Dr. Madhav Khandekar Lecture, Mumbai: The Unsettled Science Of Global Warming: Where Do We Go From Here?

Friday, 25th February 2011,
4.00 p.m. to 5.30 p.m.
Marshal Hall, Jawaharlal Nehru Library,
Vidyanagari, University of Mumbai,
Santacruz (East), Mumbai

It is with great pleasure to let you know Prof Dr. Madhav Khandekar is in India and giving a lecture next week. Many of you may ask just who exactly is Dr. Madhav Khandekar?

Dr. Madhav Khandekar is a former research scientist from Environment Canada (in Toronto, Canada) and has been in the weather & climate science for over 53 years. He holds an M. Sc. degree in Statistics from Pune University and an M. S. and Ph. D. degree in meteorology from the Florida State University, USA. Dr. Khandekar has published well over 130 research papers, including over 40 peer-reviewed papers in various international Journals and authored a book on ocean surface wave analysis and modeling, published by Springer-Verlag in 1989. 

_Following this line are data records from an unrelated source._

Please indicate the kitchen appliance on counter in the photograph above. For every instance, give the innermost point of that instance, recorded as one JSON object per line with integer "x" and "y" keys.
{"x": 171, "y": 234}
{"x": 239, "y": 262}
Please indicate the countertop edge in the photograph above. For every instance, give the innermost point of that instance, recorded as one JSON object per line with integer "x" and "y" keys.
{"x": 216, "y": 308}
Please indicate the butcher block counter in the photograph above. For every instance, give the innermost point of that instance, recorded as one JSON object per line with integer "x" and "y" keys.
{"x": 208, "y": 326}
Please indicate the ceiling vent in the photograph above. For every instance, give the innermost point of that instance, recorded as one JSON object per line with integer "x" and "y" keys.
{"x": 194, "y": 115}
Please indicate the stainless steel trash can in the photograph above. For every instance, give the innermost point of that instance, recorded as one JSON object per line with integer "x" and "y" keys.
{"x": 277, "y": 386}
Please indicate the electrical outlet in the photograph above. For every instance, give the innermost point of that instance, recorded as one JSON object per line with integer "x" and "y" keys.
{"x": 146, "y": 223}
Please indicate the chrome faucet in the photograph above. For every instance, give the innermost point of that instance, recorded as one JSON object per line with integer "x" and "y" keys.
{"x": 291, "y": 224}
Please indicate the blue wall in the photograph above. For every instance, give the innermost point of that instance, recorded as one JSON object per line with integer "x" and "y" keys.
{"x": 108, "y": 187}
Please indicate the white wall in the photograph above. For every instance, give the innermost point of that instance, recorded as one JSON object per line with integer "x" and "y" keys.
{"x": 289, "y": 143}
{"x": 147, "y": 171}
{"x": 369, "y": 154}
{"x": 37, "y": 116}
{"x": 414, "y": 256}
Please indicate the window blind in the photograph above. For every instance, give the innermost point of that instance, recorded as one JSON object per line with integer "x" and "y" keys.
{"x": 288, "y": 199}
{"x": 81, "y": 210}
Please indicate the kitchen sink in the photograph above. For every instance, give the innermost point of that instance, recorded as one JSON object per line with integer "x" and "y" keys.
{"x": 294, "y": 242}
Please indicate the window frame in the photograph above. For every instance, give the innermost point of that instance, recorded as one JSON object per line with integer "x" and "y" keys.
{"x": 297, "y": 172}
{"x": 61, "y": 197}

Khandekar is presently on the editorial board of the Journal Natural Hazards (Netherlands) and is a former editor of the journal Climate Research (Germany). He was an expert reviewer for the IPCC (Intergovernmental Panel on Climate Change) AR4 published in 2007.  Dr. Khandekar continues his research at present on global warming/extreme weather link and Indian/Asian Monsoon inter-annual variability. He is also closely associated with the  "Natural Resource Stewardship Project" (NRSP), led by a pal of mine, executive director Tom Harris and renowned climatologist, Dr. Tim Ball.

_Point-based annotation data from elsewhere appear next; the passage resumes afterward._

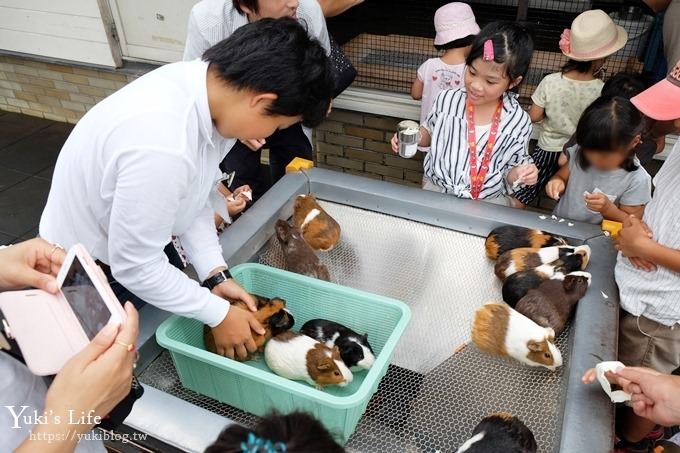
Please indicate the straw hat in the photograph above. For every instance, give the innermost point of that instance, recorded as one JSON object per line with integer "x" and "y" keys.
{"x": 593, "y": 35}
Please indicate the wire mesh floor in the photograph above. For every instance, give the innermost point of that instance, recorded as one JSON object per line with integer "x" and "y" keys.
{"x": 434, "y": 393}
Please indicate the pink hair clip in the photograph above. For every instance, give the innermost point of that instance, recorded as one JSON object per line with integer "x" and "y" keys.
{"x": 488, "y": 50}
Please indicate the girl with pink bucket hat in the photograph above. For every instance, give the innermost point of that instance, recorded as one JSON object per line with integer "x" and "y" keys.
{"x": 456, "y": 27}
{"x": 561, "y": 98}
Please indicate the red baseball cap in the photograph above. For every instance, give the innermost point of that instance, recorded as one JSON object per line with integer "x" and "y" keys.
{"x": 661, "y": 101}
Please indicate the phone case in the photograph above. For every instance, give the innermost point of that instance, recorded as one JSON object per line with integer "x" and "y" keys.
{"x": 45, "y": 326}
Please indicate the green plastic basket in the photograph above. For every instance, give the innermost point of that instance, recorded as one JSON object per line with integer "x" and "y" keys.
{"x": 252, "y": 387}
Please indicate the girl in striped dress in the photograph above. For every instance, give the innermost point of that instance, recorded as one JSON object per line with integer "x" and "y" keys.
{"x": 478, "y": 135}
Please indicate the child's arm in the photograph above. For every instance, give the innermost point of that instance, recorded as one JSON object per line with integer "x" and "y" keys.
{"x": 635, "y": 241}
{"x": 536, "y": 113}
{"x": 417, "y": 89}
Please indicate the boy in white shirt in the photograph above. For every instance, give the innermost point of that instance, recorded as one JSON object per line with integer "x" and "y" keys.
{"x": 142, "y": 166}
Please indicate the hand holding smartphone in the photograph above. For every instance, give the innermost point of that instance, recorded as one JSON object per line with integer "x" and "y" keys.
{"x": 50, "y": 329}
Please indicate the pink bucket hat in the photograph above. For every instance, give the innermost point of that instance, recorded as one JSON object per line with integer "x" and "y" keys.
{"x": 593, "y": 35}
{"x": 661, "y": 101}
{"x": 454, "y": 21}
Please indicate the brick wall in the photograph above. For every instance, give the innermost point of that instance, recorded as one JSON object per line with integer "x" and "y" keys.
{"x": 358, "y": 143}
{"x": 56, "y": 92}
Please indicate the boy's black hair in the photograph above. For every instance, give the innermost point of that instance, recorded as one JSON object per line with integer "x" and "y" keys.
{"x": 298, "y": 431}
{"x": 456, "y": 44}
{"x": 583, "y": 67}
{"x": 253, "y": 5}
{"x": 606, "y": 125}
{"x": 277, "y": 56}
{"x": 624, "y": 84}
{"x": 512, "y": 46}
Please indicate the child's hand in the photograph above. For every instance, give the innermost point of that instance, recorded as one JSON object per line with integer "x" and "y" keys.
{"x": 597, "y": 202}
{"x": 555, "y": 188}
{"x": 634, "y": 239}
{"x": 236, "y": 205}
{"x": 395, "y": 144}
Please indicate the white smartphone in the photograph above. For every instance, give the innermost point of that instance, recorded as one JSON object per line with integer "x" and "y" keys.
{"x": 50, "y": 329}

During an interview during the Himalayan Glacier controversy, a claim of rapid glacier melt that the IPCC later retracted from their report,  Khandekar apart from scientifically contesting it, quoted from Hindu mythology.
"There is a good documented history of India when Lord Rama ruled what is now often referred to a Ram-Rajya a Ram-Kingdom, considered as the most law-abiding and a Golden period of Hindu history. According to most Indologists Lord Ram's birth was about 5100 years ago that is 5100 BP. After Lord Ram's time, there was the Great epic Mahabharat when Lord Krishna delivered the Great Hindu Epic Geeta at the battlefield between two rival families etc. Lord Krishna's time was probably 3500 yrs BP. "

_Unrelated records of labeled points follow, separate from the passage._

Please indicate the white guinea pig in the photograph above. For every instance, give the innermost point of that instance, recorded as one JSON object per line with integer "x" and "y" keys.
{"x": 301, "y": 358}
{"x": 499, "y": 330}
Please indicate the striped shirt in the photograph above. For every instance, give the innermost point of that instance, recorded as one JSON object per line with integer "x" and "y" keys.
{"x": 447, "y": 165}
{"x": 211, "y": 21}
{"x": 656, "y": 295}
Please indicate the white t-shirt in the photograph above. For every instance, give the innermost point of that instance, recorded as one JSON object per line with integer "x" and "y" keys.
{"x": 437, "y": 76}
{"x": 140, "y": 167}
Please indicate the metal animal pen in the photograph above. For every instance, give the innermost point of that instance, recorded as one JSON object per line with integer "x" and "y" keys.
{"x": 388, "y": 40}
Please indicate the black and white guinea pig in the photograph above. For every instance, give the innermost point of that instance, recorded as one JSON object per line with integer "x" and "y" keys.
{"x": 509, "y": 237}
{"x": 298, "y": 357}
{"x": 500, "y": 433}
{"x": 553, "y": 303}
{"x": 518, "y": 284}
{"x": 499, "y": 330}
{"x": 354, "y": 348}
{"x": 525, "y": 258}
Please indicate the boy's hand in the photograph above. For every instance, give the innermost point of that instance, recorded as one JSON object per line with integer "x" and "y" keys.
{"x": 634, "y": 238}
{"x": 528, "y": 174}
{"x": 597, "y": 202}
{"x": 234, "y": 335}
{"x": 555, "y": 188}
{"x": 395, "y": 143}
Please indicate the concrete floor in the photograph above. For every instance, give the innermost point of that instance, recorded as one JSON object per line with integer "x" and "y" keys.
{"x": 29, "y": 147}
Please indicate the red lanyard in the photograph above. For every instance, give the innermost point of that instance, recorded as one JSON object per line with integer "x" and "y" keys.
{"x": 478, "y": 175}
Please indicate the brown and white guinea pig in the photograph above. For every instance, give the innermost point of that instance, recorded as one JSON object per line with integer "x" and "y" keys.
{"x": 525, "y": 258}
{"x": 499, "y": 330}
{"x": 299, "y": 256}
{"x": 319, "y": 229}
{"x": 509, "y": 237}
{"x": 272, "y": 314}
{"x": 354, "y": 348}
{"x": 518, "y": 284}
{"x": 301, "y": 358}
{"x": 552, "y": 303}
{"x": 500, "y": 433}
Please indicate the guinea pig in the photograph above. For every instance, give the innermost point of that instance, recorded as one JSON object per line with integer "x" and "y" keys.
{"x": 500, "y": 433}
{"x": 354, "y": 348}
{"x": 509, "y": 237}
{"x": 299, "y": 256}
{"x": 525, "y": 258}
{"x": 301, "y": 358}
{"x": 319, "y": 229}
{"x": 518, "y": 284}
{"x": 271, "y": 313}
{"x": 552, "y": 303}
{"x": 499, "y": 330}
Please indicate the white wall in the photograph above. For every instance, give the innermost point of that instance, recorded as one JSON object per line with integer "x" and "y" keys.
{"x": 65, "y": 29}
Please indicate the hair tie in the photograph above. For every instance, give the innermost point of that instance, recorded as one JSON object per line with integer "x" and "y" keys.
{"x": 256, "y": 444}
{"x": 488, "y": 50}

Lord Ram and the Mahabharat period were in the Holocene period, where global temperatures were much more warmer than present. The point Khandekar was making was according to Hindu epics, there was no reference ever about Himalayan glaciers changing or the River Ganges depleting and becoming only a Monsoon-season River. So logically, if present temperatures are lower than the Holocene period, then climate change cannot be the culprit behind the Himalayan glacier melt. In one of our archives, we broke the story of a  new peer reviewed study by scientists at the Universities of California and Potsdam who found as the key factor affecting the advance or retreat of the Karakoram glaciers the amount of debris strewn on their surface!"
Please do not miss the lecture being organized by the Centre for Extra-Mural Studies & Instucen Trust, Mumbai which will be presided by Dr Bal Phondke, Nuclear Biologist and science communicator. The lecture abstract is given below:
"There is an intense debate on the topic of global warming & climate change in recent years in the media as well as in the scientific community. The term ‘global warming’ refers to the warming of the earth's surface (land-water combined) due to human-added carbon dioxide because of worldwide industrial activity. This talk will survey the global warming science and will highlight several uncertainties in the science. The talk will discuss other processes like large-scale atmosphere/ocean circulation changes, urban impact and solar variability, which influence mean temperature over various regions of the earth. The talk will then discuss present and future global warming impact on extreme weather events, sea level rise and other climate events and changes. Finally, the talk will present an alternative approach of a simple adaptation strategy to "combat" future climate change."